Predicting Penalty Kick Direction Using Multi-Modal Deep Learning with Pose-Guided Attention
- URL: http://arxiv.org/abs/2509.26088v1
- Date: Tue, 30 Sep 2025 11:02:59 GMT
- Title: Predicting Penalty Kick Direction Using Multi-Modal Deep Learning with Pose-Guided Attention
- Authors: Pasindu Ranasinghe, Pamudu Ranasinghe,
- Abstract summary: This study introduces a real-time, multi-modal deep learning framework to predict the direction of a penalty kick before ball contact.<n>A custom dataset of 755 penalty kick events was created from real match videos, with frame-level annotations for object detection, shooter keypoints, and final ball placement.<n>The model achieved 89% accuracy on a held-out test set, outperforming visual-only and pose-only baselines by 14-22%.
- Score: 0.0
- License: http://creativecommons.org/licenses/by/4.0/
- Abstract: Penalty kicks often decide championships, yet goalkeepers must anticipate the kicker's intent from subtle biomechanical cues within a very short time window.
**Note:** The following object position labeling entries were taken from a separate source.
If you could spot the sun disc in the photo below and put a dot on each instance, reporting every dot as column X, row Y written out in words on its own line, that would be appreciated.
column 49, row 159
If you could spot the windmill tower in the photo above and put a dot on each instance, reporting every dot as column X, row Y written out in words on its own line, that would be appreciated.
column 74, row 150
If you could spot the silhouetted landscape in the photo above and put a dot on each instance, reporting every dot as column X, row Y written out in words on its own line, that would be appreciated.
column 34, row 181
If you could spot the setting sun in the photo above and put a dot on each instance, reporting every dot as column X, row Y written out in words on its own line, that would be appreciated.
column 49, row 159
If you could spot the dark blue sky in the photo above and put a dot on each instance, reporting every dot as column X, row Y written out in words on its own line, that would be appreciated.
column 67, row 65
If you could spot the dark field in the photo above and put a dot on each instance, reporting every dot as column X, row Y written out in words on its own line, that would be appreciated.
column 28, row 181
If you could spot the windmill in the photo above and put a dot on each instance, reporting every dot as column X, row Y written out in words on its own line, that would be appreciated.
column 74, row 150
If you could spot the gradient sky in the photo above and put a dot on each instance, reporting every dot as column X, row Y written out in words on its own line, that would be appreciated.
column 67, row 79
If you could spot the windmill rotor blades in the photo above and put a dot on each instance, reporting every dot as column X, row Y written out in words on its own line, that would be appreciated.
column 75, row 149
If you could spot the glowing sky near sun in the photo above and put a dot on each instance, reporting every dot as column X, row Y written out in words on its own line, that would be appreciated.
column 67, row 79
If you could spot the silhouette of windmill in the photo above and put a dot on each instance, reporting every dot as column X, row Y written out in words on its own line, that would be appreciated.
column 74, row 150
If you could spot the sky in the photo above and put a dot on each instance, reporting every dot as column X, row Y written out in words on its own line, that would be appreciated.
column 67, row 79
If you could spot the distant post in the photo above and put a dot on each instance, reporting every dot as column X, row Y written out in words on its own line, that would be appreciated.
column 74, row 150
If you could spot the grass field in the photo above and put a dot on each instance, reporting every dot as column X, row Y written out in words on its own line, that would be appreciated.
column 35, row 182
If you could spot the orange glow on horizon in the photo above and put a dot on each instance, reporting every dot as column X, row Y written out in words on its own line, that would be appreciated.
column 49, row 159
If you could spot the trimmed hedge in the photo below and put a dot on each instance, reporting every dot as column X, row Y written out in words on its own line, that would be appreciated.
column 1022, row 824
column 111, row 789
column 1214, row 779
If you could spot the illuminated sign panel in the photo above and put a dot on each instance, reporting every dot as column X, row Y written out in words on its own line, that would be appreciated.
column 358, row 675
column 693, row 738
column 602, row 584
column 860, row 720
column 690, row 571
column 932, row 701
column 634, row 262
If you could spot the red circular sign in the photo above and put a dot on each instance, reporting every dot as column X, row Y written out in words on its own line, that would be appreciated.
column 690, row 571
This study introduces a real-time, multi-modal deep learning framework to predict the direction of a penalty kick (left, middle, or right) before ball contact. The model uses a dual-branch architecture: a MobileNetV2-based CNN extracts spatial features from RGB frames, while 2D keypoints are processed by an LSTM network with attention mechanisms. Pose-derived keypoints further guide visual focus toward task-relevant regions. A distance-based thresholding method segments input sequences immediately before ball contact, ensuring consistent input across diverse footage. A custom dataset of 755 penalty kick events was created from real match videos, with frame-level annotations for object detection, shooter keypoints, and final ball placement. The model achieved 89% accuracy on a held-out test set, outperforming visual-only and pose-only baselines by 14-22%. With an inference time of 22 milliseconds, the lightweight and interpretable design makes it suitable for goalkeeper training, tactical analysis, and real-time game analytics.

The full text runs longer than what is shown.